Chemical Inhibitors of Plasminogen

Activator Inhibitor 1
Compounds that inhibit the synthesis or action of PAI-1 have been
sought because of the relation between elevated PAI-1 and
disease. They might be useful for enhancement of constitutive
fibrinolytic activity or as adjuvant drugs in the thrombolytic
treatment of thrombotic disorders. Gemfibrozil and clofibric acid
act at the level of PAI-1 synthesis, decreasing it by approximately
40% (480). Also acting at the level of PAI-1 synthesis, a butadiene
derivative T-686, administered to mice for 8 days before an
injection of lipopolysaccharide, protected mice from its lethal
effect in a dose-dependent fashion (481).

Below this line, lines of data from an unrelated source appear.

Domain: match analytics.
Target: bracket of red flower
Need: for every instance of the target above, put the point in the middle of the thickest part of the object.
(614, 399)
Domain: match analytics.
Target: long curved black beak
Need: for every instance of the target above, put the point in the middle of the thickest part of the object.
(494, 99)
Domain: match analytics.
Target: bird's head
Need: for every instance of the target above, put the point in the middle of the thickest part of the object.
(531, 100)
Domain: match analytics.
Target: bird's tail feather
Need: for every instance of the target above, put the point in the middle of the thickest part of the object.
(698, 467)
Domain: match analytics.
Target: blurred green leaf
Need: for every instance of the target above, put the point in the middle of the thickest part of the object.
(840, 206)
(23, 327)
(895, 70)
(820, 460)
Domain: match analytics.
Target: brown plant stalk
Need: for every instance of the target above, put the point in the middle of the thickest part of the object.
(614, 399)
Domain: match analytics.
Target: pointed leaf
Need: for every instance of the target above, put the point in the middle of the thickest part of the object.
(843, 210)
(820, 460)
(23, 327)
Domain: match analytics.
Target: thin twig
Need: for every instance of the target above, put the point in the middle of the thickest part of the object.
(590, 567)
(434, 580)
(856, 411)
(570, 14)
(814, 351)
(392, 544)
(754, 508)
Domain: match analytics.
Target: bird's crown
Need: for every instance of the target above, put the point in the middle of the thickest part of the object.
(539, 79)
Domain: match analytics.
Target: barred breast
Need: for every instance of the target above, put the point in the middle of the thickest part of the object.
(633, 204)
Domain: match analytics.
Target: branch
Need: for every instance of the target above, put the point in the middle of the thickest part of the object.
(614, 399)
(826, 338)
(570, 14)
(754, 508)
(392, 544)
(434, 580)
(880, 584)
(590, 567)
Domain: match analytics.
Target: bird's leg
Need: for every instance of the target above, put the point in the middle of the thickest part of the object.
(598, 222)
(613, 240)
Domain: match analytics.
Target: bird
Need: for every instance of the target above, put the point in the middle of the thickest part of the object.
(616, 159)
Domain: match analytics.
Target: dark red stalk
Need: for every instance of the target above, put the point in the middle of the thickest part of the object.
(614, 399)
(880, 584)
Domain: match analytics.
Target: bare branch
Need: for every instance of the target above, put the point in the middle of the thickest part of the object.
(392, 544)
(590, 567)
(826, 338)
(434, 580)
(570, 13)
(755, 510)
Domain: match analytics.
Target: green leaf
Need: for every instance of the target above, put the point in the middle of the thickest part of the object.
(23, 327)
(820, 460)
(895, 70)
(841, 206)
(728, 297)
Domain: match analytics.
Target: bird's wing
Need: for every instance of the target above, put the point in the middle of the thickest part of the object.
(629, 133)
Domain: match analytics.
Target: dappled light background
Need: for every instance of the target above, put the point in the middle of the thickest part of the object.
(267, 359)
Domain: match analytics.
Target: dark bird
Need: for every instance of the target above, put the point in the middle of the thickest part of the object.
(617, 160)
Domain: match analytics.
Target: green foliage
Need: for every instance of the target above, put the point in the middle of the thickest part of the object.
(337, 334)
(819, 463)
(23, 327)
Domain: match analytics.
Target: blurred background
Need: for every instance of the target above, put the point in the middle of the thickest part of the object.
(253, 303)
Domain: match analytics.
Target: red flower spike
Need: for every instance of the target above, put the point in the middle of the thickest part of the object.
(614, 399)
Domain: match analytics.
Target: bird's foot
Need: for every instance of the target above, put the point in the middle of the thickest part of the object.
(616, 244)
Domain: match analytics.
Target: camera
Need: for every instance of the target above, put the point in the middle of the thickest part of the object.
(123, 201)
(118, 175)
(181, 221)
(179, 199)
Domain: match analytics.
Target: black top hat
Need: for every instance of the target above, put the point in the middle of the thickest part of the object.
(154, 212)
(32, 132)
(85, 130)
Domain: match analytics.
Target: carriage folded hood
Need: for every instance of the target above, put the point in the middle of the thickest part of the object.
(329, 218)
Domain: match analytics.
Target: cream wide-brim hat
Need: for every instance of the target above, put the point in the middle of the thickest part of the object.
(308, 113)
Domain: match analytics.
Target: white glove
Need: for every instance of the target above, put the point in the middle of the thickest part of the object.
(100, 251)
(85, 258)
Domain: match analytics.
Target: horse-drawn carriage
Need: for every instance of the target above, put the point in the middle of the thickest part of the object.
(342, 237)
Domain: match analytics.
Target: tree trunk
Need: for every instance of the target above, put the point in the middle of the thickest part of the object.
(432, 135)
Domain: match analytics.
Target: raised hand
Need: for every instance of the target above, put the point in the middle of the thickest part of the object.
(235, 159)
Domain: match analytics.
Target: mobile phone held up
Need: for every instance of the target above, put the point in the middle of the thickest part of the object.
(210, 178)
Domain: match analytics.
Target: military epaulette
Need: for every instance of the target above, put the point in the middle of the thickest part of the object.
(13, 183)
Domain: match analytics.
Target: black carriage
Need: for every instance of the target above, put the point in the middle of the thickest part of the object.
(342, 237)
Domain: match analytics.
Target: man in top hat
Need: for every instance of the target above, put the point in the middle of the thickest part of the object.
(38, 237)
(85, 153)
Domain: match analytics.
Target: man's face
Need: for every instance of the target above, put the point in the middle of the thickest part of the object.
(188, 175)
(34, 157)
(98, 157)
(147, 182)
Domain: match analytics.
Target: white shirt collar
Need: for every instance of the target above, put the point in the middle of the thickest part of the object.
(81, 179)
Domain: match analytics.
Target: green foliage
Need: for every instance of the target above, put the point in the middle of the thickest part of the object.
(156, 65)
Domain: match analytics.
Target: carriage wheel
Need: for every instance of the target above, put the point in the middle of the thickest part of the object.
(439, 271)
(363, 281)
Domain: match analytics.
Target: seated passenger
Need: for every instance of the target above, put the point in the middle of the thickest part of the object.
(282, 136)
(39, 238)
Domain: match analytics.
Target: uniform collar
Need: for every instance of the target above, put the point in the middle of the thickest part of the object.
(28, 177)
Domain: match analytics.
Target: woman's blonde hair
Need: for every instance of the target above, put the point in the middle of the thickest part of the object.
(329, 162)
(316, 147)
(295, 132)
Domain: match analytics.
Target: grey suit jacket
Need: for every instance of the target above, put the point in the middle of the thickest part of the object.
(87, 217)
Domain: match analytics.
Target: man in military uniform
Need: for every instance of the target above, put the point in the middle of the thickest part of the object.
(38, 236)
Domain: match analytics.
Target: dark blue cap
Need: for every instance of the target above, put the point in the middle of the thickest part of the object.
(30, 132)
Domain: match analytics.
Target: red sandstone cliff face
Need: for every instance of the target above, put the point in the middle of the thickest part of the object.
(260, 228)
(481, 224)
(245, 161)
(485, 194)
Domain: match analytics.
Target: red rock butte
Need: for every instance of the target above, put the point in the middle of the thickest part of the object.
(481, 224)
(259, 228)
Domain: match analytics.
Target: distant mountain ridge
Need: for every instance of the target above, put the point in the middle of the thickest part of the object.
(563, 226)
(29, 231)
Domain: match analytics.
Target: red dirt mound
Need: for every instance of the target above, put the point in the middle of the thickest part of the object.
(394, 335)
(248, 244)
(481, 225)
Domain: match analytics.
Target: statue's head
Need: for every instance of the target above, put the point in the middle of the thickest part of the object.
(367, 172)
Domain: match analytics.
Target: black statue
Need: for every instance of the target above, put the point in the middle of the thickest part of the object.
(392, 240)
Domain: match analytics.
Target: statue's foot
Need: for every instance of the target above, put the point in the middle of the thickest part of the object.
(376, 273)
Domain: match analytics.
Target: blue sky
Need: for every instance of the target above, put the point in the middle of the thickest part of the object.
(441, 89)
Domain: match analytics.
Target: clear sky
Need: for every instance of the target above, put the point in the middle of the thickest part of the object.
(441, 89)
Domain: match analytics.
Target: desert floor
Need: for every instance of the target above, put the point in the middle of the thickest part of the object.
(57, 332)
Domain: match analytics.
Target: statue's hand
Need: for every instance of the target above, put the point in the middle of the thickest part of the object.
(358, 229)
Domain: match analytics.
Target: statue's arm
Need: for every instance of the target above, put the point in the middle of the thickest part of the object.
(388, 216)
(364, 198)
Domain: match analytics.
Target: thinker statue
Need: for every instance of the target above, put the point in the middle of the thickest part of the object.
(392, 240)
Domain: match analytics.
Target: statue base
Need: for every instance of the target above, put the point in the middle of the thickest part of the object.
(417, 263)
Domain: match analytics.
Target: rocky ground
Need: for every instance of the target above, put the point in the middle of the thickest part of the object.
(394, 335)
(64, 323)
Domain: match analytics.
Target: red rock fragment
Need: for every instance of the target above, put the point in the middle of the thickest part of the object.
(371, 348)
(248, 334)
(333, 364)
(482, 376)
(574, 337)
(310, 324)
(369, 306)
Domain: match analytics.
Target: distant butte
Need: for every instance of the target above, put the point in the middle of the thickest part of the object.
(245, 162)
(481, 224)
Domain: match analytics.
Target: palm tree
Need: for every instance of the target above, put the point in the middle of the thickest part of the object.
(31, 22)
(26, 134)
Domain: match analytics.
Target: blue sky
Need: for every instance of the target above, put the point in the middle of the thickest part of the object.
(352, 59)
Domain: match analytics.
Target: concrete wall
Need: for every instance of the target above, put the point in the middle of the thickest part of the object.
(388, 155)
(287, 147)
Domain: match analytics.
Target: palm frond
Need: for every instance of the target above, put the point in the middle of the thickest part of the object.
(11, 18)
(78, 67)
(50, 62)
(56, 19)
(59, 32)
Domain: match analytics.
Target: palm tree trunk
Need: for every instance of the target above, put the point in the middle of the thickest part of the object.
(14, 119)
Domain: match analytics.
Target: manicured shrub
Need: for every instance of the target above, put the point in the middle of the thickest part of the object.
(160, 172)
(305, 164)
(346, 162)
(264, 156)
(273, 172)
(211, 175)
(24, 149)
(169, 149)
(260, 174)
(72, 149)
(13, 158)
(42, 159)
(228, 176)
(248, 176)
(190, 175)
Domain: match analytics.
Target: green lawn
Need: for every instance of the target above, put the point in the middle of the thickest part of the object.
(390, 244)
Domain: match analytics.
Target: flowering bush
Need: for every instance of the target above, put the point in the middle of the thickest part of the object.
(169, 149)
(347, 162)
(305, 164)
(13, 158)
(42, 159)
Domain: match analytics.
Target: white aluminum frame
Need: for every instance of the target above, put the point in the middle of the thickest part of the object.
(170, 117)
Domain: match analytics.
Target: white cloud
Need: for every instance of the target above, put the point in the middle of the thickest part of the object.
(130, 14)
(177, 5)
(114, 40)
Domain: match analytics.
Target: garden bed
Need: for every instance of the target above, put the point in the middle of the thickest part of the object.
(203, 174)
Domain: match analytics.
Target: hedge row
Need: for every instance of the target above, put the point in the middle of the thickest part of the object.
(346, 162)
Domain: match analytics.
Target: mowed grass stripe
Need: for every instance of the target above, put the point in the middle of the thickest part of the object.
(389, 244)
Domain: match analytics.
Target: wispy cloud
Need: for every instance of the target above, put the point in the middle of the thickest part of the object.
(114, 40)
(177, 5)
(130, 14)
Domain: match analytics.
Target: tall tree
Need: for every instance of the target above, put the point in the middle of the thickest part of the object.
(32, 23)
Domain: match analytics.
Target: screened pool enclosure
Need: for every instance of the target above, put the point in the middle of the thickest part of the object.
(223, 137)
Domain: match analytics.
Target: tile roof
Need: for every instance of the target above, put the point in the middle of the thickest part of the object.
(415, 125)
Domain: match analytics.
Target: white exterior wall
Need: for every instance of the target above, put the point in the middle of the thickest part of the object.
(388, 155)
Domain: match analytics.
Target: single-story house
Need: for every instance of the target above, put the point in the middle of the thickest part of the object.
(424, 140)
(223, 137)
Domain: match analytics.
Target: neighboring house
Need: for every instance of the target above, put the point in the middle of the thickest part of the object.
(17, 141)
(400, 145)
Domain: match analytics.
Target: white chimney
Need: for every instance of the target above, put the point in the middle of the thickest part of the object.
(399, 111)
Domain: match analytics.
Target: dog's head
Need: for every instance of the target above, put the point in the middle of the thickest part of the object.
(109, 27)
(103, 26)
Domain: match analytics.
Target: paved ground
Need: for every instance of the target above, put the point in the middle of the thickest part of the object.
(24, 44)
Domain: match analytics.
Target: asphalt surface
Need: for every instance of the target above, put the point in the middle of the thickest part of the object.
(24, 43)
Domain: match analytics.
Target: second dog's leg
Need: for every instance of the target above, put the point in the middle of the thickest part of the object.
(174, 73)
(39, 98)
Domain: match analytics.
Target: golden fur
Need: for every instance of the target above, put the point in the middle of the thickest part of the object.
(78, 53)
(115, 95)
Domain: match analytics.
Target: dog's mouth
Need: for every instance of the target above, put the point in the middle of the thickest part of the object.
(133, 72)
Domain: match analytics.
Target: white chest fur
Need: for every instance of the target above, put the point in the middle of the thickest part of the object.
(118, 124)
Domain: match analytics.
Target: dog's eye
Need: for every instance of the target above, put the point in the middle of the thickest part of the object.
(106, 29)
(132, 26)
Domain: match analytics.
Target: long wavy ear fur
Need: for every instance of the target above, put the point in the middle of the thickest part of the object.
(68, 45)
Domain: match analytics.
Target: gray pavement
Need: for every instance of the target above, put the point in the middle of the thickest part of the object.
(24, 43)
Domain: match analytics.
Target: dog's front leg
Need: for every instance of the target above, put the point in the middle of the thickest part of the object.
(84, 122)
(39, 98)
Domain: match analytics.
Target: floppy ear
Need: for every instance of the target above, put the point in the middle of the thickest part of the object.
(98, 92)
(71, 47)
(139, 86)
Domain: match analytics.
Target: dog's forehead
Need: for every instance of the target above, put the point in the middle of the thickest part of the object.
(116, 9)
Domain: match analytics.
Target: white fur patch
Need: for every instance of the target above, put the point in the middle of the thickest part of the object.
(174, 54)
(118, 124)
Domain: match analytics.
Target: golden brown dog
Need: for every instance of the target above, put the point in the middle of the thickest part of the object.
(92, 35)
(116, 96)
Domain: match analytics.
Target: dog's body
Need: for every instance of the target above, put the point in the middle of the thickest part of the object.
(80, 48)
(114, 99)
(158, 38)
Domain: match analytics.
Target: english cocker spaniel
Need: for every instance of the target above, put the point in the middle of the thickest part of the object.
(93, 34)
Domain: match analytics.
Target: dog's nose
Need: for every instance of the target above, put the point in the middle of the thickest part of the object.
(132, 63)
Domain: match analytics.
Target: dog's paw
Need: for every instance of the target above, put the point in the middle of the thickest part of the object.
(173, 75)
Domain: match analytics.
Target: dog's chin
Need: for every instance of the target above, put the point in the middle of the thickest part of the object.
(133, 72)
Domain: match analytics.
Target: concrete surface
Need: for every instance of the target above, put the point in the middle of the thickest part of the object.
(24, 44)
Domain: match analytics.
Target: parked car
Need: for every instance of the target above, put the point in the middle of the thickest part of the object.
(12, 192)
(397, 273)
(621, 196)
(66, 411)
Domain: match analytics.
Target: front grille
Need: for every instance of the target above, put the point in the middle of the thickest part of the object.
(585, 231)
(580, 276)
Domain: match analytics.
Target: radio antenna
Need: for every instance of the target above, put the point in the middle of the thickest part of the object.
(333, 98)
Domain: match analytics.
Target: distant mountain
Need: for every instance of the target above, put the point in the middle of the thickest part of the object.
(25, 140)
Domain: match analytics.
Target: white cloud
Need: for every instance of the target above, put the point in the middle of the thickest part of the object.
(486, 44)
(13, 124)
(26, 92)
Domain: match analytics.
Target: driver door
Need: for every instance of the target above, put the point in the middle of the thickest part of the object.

In a rat thrombosis
model, it limited thrombus growth (482) and also attenuated
development of atherosclerotic lesions in rabbits subjected to a
high-cholesterol diet (483).
A 14amino acid peptide, corresponding to the PAI-1 reactive
center loop (residues 333 to 346), rapidly inhibited PAI-1 function
and prevented the formation of a complex between tPA and PAI-1.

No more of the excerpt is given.